WhaleWhale — According to modern terminology, whales are the larger members of the order Cetacea. This order of aquatic mammals is divided into three suborders: the Mysticeti, the baleen whales; the Odontoceti, the toothed whales; and the Archaeoceti, an extinct group known only through fossils. The toothed whales (Odontoceti) also include the smaller DOLPHIN and PORPOISE.

The large baleen whales comprise three families and about a dozen species. All these species lack teeth except as vestiges in the embryos. Instead, they possess a row of fringed plates of baleen (whalebone), which is a keratinaceous (horny) material developed from the gums. The fringed plates of baleen act as a filter, or sieve, straining small marine organisms from the water. The baleen whales are primarily plankton feeders and derive most of their nourishment from marine organisms that may be only a few millimeters (several hundredths of an inch) in length. Their principal food in the polar regions, especially in the Antarctic, consists of small, shrimplike crustaceans collectively known as “krill.” Commonly known baleen whales include the right whales, Balaena; the gray whale, Eschrichtius gibbosus; the blue whale, Balaenoptera musculus; the fin whale, B. physalus; and the humpback whale, Megaptera novaeanglia. The largest species, and the largest animal that has ever lived, is the blue whale. Specimens up to 30 m (100 ft) in length have been recorded, with weights estimated at more than 118 metric tons.
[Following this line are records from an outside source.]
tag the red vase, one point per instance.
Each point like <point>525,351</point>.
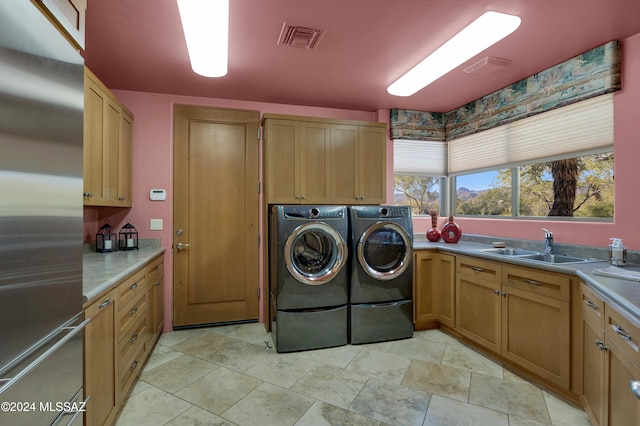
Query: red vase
<point>433,234</point>
<point>451,231</point>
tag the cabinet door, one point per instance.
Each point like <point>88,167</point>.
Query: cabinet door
<point>99,364</point>
<point>535,333</point>
<point>622,406</point>
<point>315,148</point>
<point>424,303</point>
<point>593,358</point>
<point>344,176</point>
<point>125,163</point>
<point>445,289</point>
<point>95,103</point>
<point>281,145</point>
<point>478,304</point>
<point>371,165</point>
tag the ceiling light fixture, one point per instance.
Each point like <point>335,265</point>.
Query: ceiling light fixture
<point>206,29</point>
<point>485,31</point>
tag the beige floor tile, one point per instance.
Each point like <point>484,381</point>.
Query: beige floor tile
<point>269,405</point>
<point>219,390</point>
<point>331,384</point>
<point>252,333</point>
<point>323,414</point>
<point>564,414</point>
<point>177,373</point>
<point>339,356</point>
<point>445,411</point>
<point>177,336</point>
<point>196,416</point>
<point>464,358</point>
<point>391,403</point>
<point>421,349</point>
<point>152,406</point>
<point>283,370</point>
<point>386,366</point>
<point>522,399</point>
<point>203,345</point>
<point>437,379</point>
<point>239,355</point>
<point>160,355</point>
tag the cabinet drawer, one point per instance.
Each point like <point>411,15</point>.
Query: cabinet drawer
<point>478,268</point>
<point>130,341</point>
<point>622,332</point>
<point>592,306</point>
<point>130,289</point>
<point>552,285</point>
<point>130,370</point>
<point>127,318</point>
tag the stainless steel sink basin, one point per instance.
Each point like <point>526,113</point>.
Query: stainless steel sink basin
<point>509,251</point>
<point>555,258</point>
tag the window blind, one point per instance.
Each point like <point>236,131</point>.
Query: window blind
<point>419,158</point>
<point>578,129</point>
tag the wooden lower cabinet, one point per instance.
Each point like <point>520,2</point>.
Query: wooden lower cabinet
<point>521,314</point>
<point>99,361</point>
<point>125,324</point>
<point>434,289</point>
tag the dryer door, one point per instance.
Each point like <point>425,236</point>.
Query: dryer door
<point>385,250</point>
<point>314,253</point>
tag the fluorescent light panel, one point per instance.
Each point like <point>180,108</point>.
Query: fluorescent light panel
<point>206,29</point>
<point>482,33</point>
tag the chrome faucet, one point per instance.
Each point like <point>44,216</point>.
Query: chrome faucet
<point>548,241</point>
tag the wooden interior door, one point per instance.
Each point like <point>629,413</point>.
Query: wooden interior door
<point>216,214</point>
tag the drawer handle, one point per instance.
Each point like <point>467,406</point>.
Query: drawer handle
<point>590,304</point>
<point>622,333</point>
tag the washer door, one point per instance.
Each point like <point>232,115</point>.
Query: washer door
<point>314,253</point>
<point>385,250</point>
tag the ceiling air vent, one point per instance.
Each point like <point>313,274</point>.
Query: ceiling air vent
<point>299,36</point>
<point>487,65</point>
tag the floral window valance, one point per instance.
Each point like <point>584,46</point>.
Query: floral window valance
<point>590,74</point>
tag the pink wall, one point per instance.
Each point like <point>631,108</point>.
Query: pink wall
<point>153,157</point>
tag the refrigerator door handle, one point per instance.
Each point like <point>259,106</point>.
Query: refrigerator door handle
<point>13,380</point>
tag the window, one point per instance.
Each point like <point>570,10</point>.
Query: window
<point>573,187</point>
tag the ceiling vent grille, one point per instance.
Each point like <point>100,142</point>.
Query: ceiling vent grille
<point>487,65</point>
<point>299,36</point>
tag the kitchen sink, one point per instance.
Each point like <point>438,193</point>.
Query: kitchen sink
<point>555,258</point>
<point>509,251</point>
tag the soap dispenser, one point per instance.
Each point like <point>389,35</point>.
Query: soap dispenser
<point>617,252</point>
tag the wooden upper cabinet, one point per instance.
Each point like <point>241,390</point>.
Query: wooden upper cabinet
<point>68,16</point>
<point>108,147</point>
<point>320,161</point>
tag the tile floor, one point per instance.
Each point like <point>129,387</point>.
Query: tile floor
<point>226,376</point>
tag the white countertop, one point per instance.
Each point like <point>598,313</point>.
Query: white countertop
<point>100,271</point>
<point>624,294</point>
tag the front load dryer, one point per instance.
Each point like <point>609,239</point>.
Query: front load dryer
<point>381,296</point>
<point>309,277</point>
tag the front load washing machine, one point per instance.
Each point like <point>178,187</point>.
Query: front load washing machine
<point>309,277</point>
<point>381,296</point>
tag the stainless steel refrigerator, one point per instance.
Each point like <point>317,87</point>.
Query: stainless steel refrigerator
<point>41,319</point>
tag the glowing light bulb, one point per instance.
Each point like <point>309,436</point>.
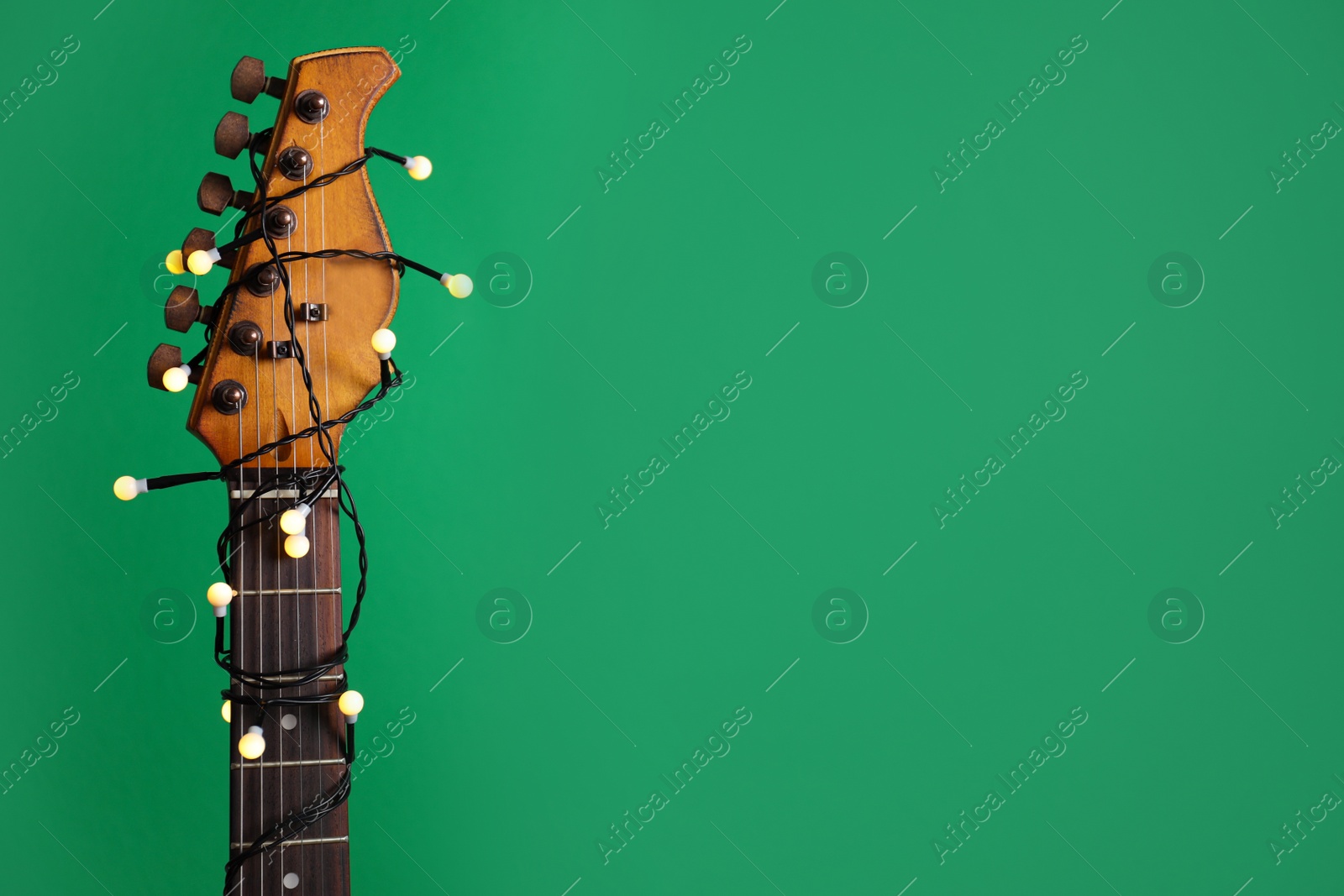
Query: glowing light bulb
<point>420,167</point>
<point>219,597</point>
<point>201,261</point>
<point>292,521</point>
<point>383,343</point>
<point>351,705</point>
<point>175,378</point>
<point>252,745</point>
<point>460,285</point>
<point>128,486</point>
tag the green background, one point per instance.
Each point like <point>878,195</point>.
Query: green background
<point>648,634</point>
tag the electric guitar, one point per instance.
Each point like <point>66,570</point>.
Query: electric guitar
<point>296,344</point>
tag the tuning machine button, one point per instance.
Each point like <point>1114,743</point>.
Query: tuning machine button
<point>167,372</point>
<point>249,81</point>
<point>185,308</point>
<point>232,134</point>
<point>202,241</point>
<point>217,194</point>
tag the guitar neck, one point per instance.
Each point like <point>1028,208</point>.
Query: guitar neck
<point>286,616</point>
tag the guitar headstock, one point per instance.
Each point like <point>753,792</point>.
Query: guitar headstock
<point>316,197</point>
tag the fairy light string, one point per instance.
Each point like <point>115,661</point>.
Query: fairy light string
<point>308,485</point>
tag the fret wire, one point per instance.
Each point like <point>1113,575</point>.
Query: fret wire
<point>292,792</point>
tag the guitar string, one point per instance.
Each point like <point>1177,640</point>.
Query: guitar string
<point>323,714</point>
<point>307,484</point>
<point>322,434</point>
<point>299,598</point>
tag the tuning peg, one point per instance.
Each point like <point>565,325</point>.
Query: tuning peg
<point>185,308</point>
<point>199,253</point>
<point>167,371</point>
<point>232,134</point>
<point>217,194</point>
<point>249,80</point>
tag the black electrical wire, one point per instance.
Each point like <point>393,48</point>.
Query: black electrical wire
<point>309,485</point>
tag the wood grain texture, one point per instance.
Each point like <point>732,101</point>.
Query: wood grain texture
<point>360,295</point>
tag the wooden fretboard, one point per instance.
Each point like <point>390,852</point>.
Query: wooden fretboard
<point>288,616</point>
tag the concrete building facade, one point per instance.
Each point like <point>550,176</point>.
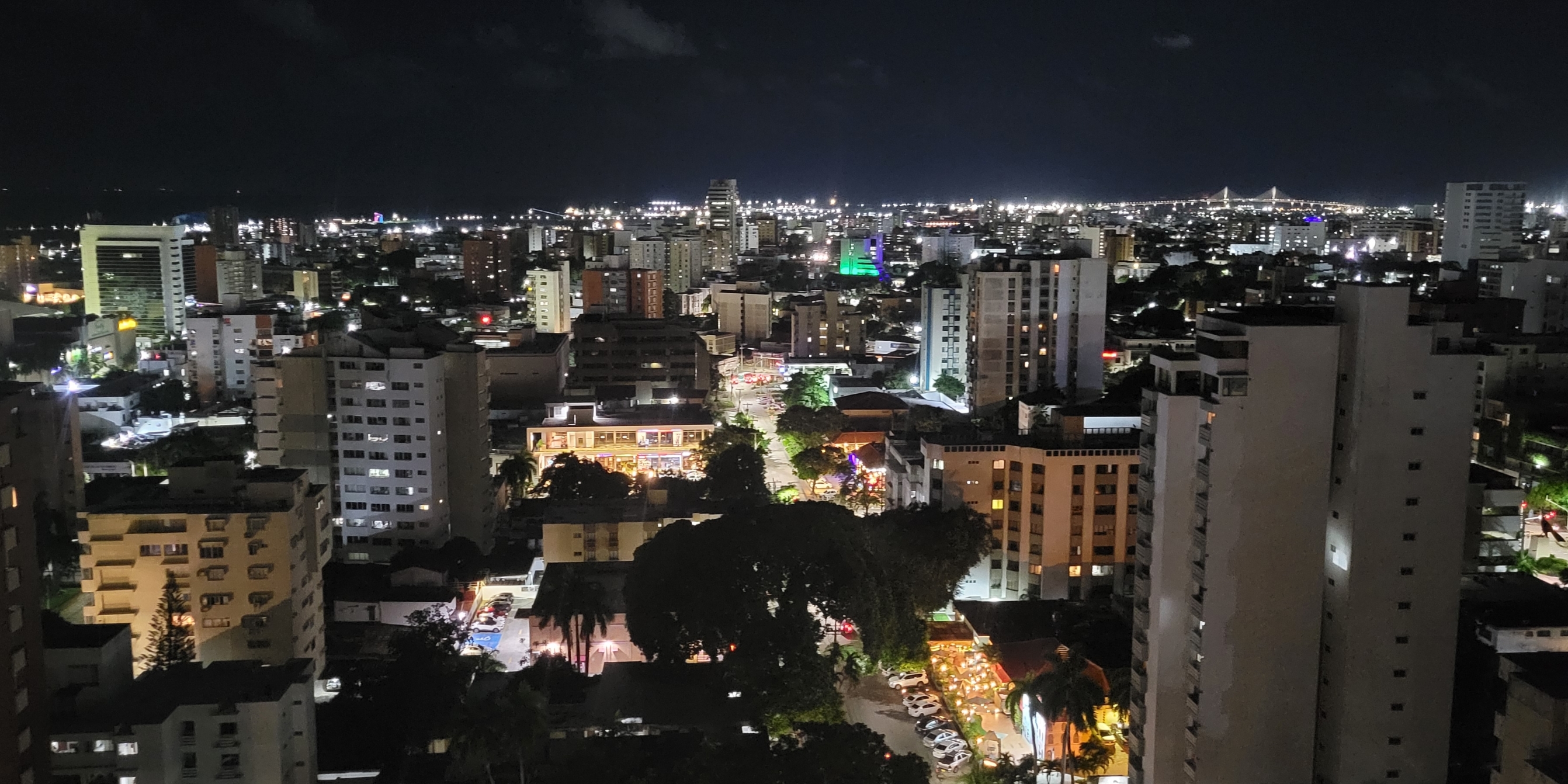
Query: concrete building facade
<point>1482,220</point>
<point>140,270</point>
<point>551,299</point>
<point>945,333</point>
<point>244,546</point>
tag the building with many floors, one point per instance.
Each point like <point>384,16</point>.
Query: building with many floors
<point>1035,324</point>
<point>397,419</point>
<point>1060,501</point>
<point>1482,220</point>
<point>1299,546</point>
<point>140,270</point>
<point>193,721</point>
<point>245,549</point>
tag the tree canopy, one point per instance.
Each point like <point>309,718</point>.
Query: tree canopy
<point>758,587</point>
<point>571,477</point>
<point>802,427</point>
<point>737,476</point>
<point>806,388</point>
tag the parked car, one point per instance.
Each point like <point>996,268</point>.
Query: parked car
<point>936,736</point>
<point>954,761</point>
<point>946,748</point>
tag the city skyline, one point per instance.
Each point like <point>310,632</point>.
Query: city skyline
<point>324,110</point>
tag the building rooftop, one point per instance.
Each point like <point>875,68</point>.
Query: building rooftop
<point>60,634</point>
<point>668,695</point>
<point>1491,478</point>
<point>1272,315</point>
<point>632,418</point>
<point>874,400</point>
<point>609,574</point>
<point>1546,672</point>
<point>1514,601</point>
<point>542,344</point>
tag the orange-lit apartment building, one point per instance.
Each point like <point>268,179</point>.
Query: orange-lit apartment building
<point>661,438</point>
<point>1062,502</point>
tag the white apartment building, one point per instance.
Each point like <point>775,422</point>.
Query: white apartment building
<point>952,248</point>
<point>221,721</point>
<point>1300,543</point>
<point>225,350</point>
<point>1541,283</point>
<point>143,270</point>
<point>405,416</point>
<point>1310,237</point>
<point>945,333</point>
<point>684,265</point>
<point>1035,322</point>
<point>245,546</point>
<point>1482,220</point>
<point>744,310</point>
<point>551,299</point>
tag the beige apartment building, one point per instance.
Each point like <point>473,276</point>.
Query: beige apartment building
<point>1062,502</point>
<point>245,548</point>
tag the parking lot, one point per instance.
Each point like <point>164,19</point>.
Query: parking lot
<point>874,705</point>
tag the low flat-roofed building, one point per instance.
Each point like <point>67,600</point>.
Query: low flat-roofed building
<point>657,438</point>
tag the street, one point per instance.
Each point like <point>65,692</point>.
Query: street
<point>870,703</point>
<point>747,402</point>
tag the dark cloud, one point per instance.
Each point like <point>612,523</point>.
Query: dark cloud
<point>292,18</point>
<point>626,30</point>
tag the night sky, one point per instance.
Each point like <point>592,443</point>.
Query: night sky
<point>429,109</point>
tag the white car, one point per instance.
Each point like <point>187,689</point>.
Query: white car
<point>938,736</point>
<point>946,748</point>
<point>954,761</point>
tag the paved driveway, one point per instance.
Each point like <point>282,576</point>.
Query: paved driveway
<point>874,705</point>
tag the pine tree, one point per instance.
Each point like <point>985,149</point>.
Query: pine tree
<point>171,640</point>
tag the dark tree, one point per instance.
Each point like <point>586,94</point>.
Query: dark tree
<point>821,462</point>
<point>171,642</point>
<point>803,427</point>
<point>737,477</point>
<point>571,477</point>
<point>949,384</point>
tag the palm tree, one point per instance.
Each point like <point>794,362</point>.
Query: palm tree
<point>1094,757</point>
<point>1067,693</point>
<point>499,725</point>
<point>519,471</point>
<point>576,608</point>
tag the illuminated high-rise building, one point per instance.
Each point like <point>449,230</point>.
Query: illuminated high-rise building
<point>487,264</point>
<point>19,264</point>
<point>143,270</point>
<point>1482,220</point>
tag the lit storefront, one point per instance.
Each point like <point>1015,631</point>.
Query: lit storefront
<point>626,443</point>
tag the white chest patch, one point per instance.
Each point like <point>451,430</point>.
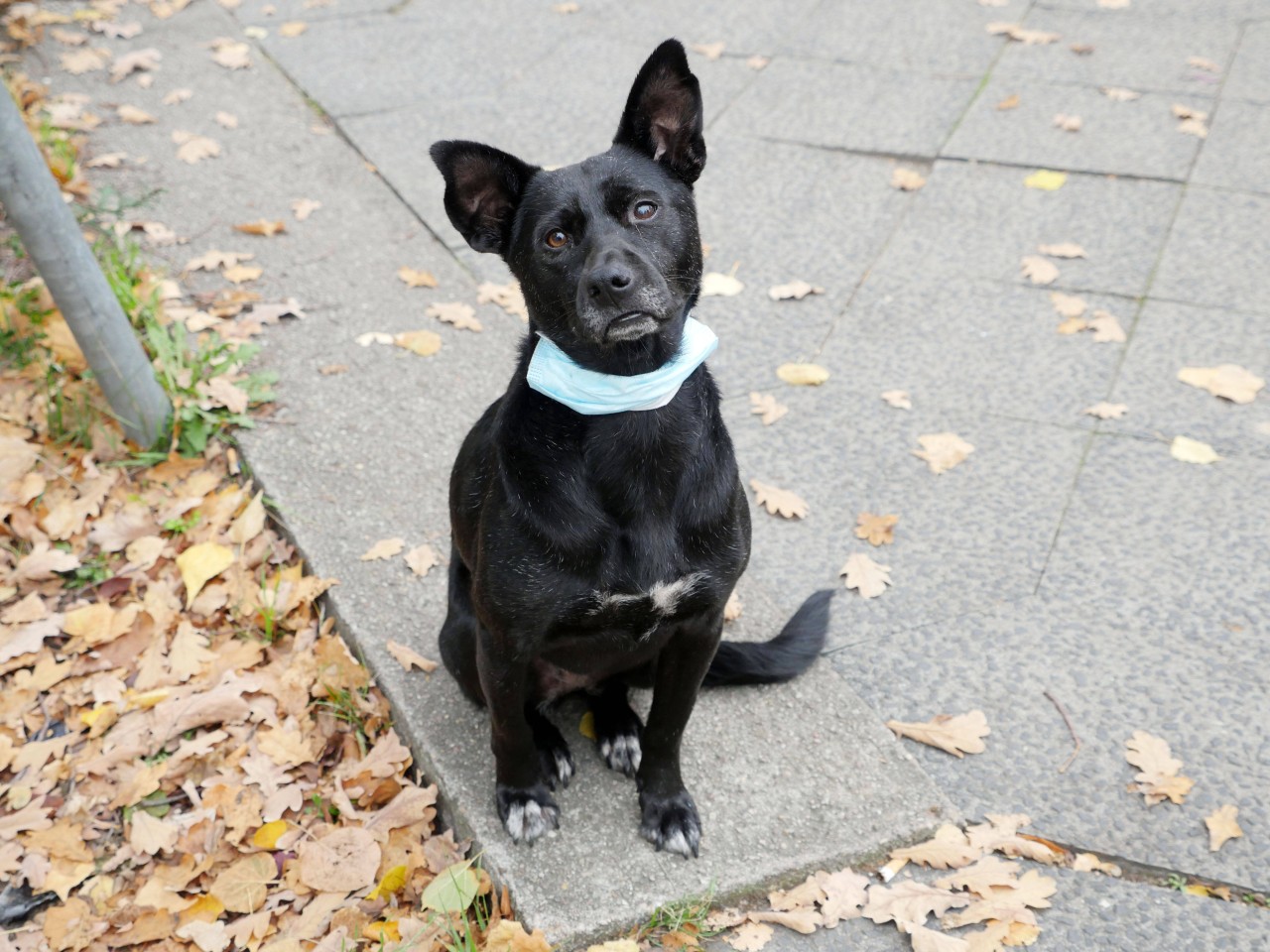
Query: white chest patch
<point>663,597</point>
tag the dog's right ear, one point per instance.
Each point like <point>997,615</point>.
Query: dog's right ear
<point>483,188</point>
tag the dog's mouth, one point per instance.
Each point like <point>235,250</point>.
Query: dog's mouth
<point>630,326</point>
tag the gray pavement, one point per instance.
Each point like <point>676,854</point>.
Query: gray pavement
<point>1067,555</point>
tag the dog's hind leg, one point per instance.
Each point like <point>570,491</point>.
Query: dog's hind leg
<point>553,748</point>
<point>460,631</point>
<point>617,729</point>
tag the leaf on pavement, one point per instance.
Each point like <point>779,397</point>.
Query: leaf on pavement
<point>1106,412</point>
<point>416,278</point>
<point>865,575</point>
<point>384,548</point>
<point>193,148</point>
<point>457,313</point>
<point>779,502</point>
<point>795,291</point>
<point>765,405</point>
<point>1039,271</point>
<point>1227,381</point>
<point>956,734</point>
<point>1157,777</point>
<point>409,657</point>
<point>1222,825</point>
<point>803,375</point>
<point>1192,451</point>
<point>943,451</point>
<point>876,530</point>
<point>262,226</point>
<point>425,343</point>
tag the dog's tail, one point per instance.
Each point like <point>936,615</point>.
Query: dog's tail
<point>785,656</point>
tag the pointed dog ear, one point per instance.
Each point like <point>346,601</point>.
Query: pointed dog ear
<point>663,116</point>
<point>483,188</point>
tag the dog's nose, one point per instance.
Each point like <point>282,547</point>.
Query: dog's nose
<point>608,281</point>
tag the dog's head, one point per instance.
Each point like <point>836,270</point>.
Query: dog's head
<point>607,252</point>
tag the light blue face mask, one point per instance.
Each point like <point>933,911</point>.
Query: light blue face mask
<point>556,375</point>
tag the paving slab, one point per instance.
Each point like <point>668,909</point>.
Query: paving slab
<point>1214,253</point>
<point>922,36</point>
<point>1247,77</point>
<point>974,345</point>
<point>1137,137</point>
<point>846,452</point>
<point>1132,49</point>
<point>1234,153</point>
<point>849,105</point>
<point>976,220</point>
<point>1170,336</point>
<point>1087,912</point>
<point>780,212</point>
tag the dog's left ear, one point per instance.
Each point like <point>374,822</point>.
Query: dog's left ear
<point>663,116</point>
<point>483,188</point>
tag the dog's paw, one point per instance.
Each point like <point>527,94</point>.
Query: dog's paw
<point>527,812</point>
<point>557,765</point>
<point>621,752</point>
<point>671,823</point>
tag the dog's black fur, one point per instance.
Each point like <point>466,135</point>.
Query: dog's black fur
<point>597,552</point>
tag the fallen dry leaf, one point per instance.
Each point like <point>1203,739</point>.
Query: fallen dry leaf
<point>457,313</point>
<point>1046,180</point>
<point>134,116</point>
<point>943,451</point>
<point>1222,825</point>
<point>384,548</point>
<point>899,399</point>
<point>1157,770</point>
<point>795,291</point>
<point>408,657</point>
<point>262,226</point>
<point>766,407</point>
<point>1227,381</point>
<point>956,734</point>
<point>906,179</point>
<point>193,149</point>
<point>1039,271</point>
<point>1118,94</point>
<point>1193,451</point>
<point>1106,412</point>
<point>803,375</point>
<point>425,343</point>
<point>717,285</point>
<point>779,502</point>
<point>876,530</point>
<point>416,278</point>
<point>865,575</point>
<point>1066,249</point>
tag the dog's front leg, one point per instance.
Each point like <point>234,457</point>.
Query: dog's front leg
<point>525,805</point>
<point>670,817</point>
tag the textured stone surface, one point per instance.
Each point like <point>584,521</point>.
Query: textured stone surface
<point>1125,139</point>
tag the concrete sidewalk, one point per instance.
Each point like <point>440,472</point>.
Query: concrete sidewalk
<point>1067,555</point>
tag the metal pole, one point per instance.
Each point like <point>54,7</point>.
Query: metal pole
<point>55,243</point>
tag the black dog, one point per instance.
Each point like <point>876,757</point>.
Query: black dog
<point>594,549</point>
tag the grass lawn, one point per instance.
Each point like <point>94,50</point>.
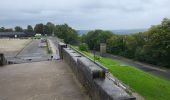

The toothed whales are all predators, feeding actively on fish and squid, and they possess sharp teeth, usually in both jaws, used to catch their prey. The odontocetes that are commonly called whales comprise five families and about 30 species, including such forms as pilot whales, Globicephala; beaked whales, Mesoplodon; the beluga or white whale, Delphinapterus leucas; the killer whale, Orcinus orca; the pygmy sperm whale, Kogia; and the species best known through Melville’s novel Moby-Dick, the sperm whale, Physeter catodon. Sperm whales have been recorded up to 19 m (62 ft) in length, and this species is recognizable by the large, oblong head and the relatively tiny, narrow lower jaw.